The proposed rule can be found here.

Background

Under the FY 2014 Hospital IPPS and LTCH PPS Final Rule ("Final Rule"), CMS codified the definition of an inpatient admission at 42 CFR §412.3 and required that all inpatient admissions be certified by a physician.  An individual is considered an inpatient of a hospital if formally admitted as an inpatient pursuant to an order for inpatient admission by a physician or other qualified practitioner.  The physician order constitutes a required component of the physician certification of the medical necessity of hospital inpatient services under 42 CFR §424.13.  The regulation further specifies that Medicare Part A pays for inpatient hospital servicesonly if a physician certifies and recertifies: (i) the services were provided in accordance with §412.3; (ii) the reasons for either the hospitalization for inpatient treatment or diagnostic testing, or the special services for cost-outlier cases; (iii) the estimated length of the hospitalization; and (iv) the plans for post-hospital care.  For more information on this topic, please refer to a Hall Render article posted here.
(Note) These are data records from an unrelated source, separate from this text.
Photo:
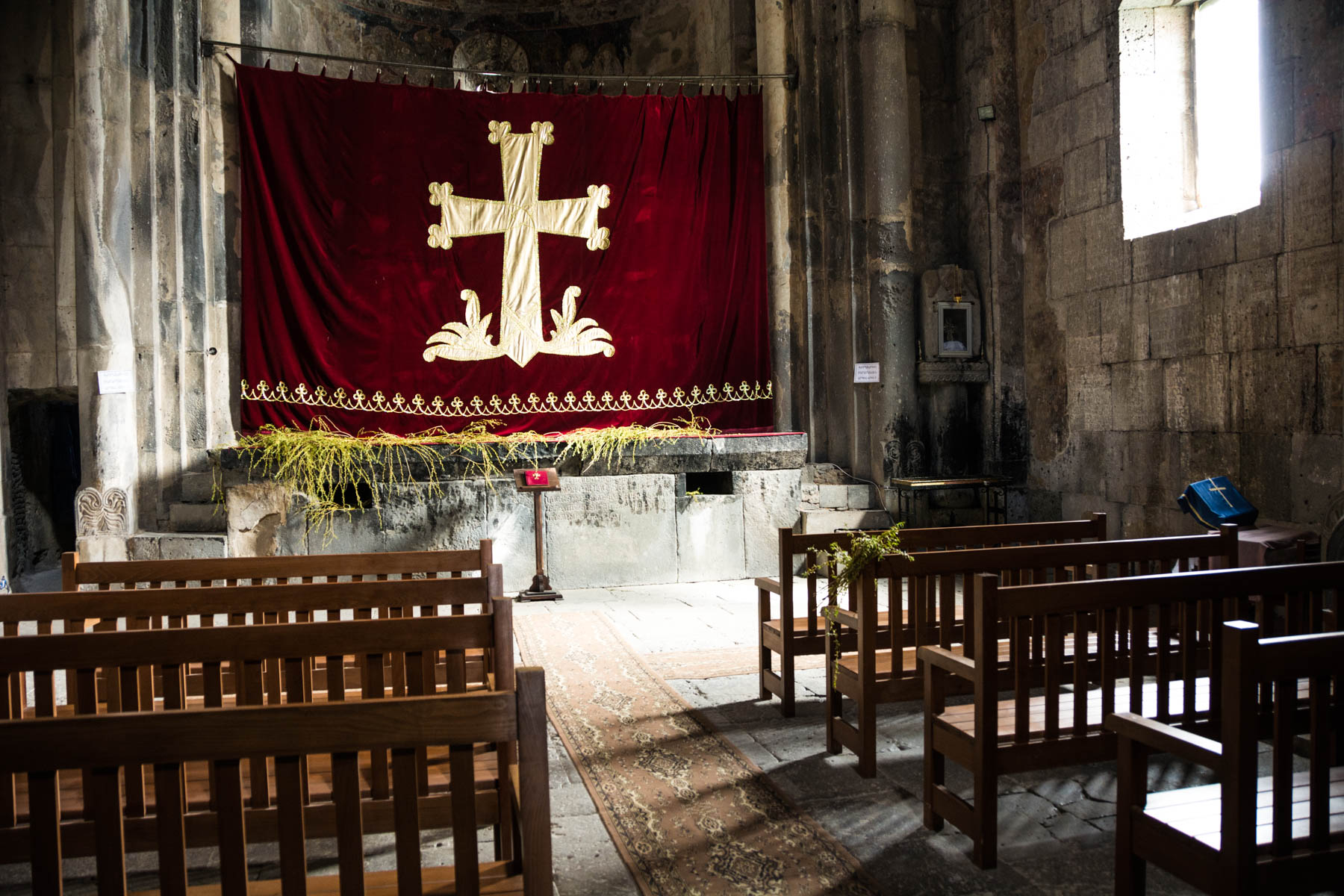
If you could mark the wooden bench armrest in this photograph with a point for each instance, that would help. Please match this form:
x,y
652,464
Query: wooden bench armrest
x,y
848,618
769,585
1167,739
948,662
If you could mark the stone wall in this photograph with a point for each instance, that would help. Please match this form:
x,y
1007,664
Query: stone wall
x,y
1210,349
119,202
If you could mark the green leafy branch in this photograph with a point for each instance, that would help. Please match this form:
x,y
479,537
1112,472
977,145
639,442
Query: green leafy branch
x,y
847,566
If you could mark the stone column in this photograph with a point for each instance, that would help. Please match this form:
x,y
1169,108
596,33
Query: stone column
x,y
101,180
886,109
221,19
784,292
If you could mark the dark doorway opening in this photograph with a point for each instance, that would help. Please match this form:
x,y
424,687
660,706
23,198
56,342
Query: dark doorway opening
x,y
43,477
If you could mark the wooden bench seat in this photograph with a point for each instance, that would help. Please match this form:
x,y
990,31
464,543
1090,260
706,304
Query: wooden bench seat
x,y
806,633
932,585
1198,812
125,662
287,736
1050,729
962,719
1249,833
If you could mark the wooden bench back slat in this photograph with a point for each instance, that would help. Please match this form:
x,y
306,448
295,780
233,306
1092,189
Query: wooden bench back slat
x,y
233,835
169,809
349,827
109,824
45,821
406,810
289,808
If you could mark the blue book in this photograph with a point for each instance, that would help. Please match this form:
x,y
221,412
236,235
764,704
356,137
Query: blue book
x,y
1214,501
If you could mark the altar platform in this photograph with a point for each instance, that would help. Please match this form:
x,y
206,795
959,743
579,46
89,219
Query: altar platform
x,y
682,509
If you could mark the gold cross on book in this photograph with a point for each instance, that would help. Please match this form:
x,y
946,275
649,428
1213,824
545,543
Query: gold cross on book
x,y
519,218
1219,489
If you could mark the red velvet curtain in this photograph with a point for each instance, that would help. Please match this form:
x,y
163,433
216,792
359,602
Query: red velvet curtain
x,y
344,285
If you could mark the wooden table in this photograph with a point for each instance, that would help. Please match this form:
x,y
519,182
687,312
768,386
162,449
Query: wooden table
x,y
994,500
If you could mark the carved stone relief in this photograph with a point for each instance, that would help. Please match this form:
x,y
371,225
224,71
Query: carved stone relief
x,y
101,512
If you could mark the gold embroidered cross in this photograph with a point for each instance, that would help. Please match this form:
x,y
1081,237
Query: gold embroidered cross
x,y
519,218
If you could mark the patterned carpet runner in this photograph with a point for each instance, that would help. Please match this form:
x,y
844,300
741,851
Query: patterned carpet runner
x,y
717,662
687,810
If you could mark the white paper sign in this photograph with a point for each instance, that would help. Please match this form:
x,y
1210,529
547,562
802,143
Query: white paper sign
x,y
867,373
114,382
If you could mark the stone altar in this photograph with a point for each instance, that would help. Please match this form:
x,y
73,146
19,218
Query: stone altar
x,y
678,511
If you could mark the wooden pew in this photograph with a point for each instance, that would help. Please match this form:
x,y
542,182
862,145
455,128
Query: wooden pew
x,y
882,665
141,609
109,667
788,635
77,574
1151,649
1248,833
43,751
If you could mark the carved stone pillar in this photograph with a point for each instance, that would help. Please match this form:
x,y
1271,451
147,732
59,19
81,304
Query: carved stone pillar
x,y
101,183
784,290
886,96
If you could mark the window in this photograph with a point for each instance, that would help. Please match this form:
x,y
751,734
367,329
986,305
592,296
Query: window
x,y
1189,131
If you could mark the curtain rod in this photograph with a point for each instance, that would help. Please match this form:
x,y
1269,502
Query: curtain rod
x,y
208,47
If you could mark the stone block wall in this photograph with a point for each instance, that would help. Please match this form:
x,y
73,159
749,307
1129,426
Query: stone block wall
x,y
1210,349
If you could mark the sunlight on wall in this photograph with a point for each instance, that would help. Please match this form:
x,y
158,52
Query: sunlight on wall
x,y
1189,124
1228,105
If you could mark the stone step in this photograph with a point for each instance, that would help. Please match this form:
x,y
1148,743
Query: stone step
x,y
816,521
176,546
196,517
198,488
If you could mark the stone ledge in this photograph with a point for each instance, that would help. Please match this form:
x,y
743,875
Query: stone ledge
x,y
754,452
953,371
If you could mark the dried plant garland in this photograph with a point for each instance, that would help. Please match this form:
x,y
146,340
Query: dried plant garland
x,y
334,467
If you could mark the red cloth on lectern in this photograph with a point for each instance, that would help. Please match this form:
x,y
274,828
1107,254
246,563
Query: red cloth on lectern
x,y
340,289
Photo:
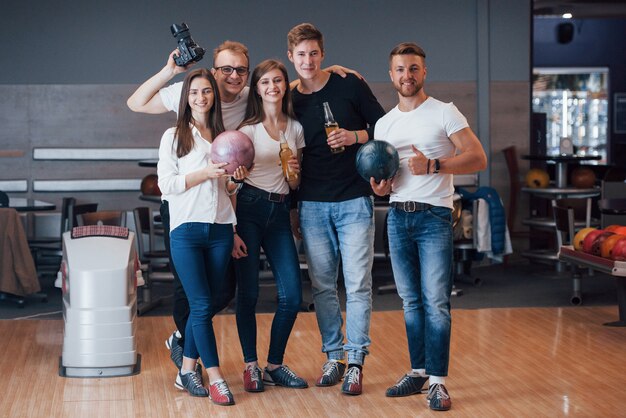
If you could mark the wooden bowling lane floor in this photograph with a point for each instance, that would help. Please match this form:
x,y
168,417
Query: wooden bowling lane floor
x,y
523,362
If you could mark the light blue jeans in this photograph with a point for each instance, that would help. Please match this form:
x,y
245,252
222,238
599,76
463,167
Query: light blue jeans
x,y
335,231
421,249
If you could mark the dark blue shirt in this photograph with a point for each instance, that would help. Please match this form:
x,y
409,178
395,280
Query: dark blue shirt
x,y
328,177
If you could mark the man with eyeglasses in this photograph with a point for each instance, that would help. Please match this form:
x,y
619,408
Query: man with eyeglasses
x,y
231,70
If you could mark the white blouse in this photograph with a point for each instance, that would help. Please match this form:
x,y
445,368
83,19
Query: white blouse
x,y
207,202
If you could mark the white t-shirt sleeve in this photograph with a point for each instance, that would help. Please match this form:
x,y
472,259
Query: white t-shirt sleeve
x,y
170,96
299,135
453,119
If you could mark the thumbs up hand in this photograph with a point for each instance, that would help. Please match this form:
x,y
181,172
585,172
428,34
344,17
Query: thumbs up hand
x,y
418,165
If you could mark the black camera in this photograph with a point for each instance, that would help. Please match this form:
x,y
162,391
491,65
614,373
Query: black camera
x,y
189,51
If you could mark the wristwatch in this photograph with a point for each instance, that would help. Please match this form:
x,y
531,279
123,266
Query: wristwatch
x,y
437,166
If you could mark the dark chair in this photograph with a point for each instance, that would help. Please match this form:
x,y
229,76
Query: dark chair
x,y
78,210
102,217
4,200
154,263
565,232
48,251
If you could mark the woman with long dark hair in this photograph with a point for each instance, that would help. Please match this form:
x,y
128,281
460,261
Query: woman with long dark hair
x,y
202,219
263,222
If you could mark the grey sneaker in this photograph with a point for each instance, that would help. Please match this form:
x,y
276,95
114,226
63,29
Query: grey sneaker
x,y
407,385
192,384
438,398
352,382
284,376
332,372
176,350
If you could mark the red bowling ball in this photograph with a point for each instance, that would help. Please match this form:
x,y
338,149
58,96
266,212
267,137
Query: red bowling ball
x,y
234,148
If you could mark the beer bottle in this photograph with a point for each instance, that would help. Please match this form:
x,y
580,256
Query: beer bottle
x,y
285,154
330,125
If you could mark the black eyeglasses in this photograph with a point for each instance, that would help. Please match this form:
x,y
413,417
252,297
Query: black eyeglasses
x,y
227,70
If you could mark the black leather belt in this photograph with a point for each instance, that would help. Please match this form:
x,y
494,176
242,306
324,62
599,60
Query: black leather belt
x,y
272,197
411,206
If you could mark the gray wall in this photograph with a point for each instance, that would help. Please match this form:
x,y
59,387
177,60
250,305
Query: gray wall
x,y
119,42
68,67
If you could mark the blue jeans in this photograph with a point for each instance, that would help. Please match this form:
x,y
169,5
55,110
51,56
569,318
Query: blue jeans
x,y
334,231
201,252
421,249
261,223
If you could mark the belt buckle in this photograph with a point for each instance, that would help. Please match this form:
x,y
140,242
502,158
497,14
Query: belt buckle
x,y
275,197
409,206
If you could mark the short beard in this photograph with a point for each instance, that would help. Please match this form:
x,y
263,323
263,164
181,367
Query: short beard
x,y
412,92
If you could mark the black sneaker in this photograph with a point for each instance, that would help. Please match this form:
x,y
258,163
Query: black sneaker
x,y
332,372
176,350
284,376
438,398
407,385
192,384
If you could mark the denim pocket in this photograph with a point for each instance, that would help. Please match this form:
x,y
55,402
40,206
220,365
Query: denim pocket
x,y
441,213
246,198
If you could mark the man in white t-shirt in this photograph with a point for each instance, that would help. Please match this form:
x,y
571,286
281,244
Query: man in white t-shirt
x,y
231,69
434,142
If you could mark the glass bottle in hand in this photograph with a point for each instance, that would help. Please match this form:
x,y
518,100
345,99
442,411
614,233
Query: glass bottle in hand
x,y
330,125
285,154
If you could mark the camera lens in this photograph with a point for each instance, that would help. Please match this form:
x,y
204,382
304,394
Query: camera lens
x,y
180,31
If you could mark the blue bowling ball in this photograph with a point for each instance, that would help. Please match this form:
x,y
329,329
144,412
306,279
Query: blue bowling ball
x,y
378,159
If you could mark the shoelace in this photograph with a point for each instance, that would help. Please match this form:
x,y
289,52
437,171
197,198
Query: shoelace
x,y
401,382
289,372
222,388
329,367
353,375
254,373
438,392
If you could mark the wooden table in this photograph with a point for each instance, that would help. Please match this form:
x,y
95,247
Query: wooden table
x,y
561,162
614,268
22,204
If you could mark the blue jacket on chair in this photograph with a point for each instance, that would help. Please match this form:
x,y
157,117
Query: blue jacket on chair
x,y
497,218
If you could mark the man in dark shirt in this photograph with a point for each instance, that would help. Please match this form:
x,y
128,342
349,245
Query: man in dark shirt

After the Final Rule, stakeholders opined that the relevant section of the Social Security Act ("the Act") should not have been interpreted to require a physician certification for shorter inpatient admissions because the Act specifies that the certification "shall be furnished no later than the 20th day" of the stay; the timing of the certification suggests it was meant to apply to longer inpatient admissions.  CMS defended its Final Rule interpretation as being reasonable because §1814(a)(3) of the Act expressly delegated the authority to CMS to determine the circumstances under which certifications are required.  Notwithstanding, after considering the public feedback and CMS's policy goals, CMS is proposing to change its interpretation to require a physician certification only for long-stay cases defined to be cases with stays 20 days or longer and cost-outlier cases.   Since certification must occur not later than the 20th day, CMS believes, at a minimum, Congress intended that physicians "should conduct a more thorough review of such cases to help ensure that all requirements of medical necessity continue to be met."  CMS is not proposing to change the current regulations that specify that physician certification for cost-outlier cases also occur no longer than 20 days into the hospital stay.

CMS invites comments on the Proposed Rule.  Comments must be received no later than 5 PM EST on September 2, 2014 and can be filed in accordance with the instructions set forth in the Proposed Rule.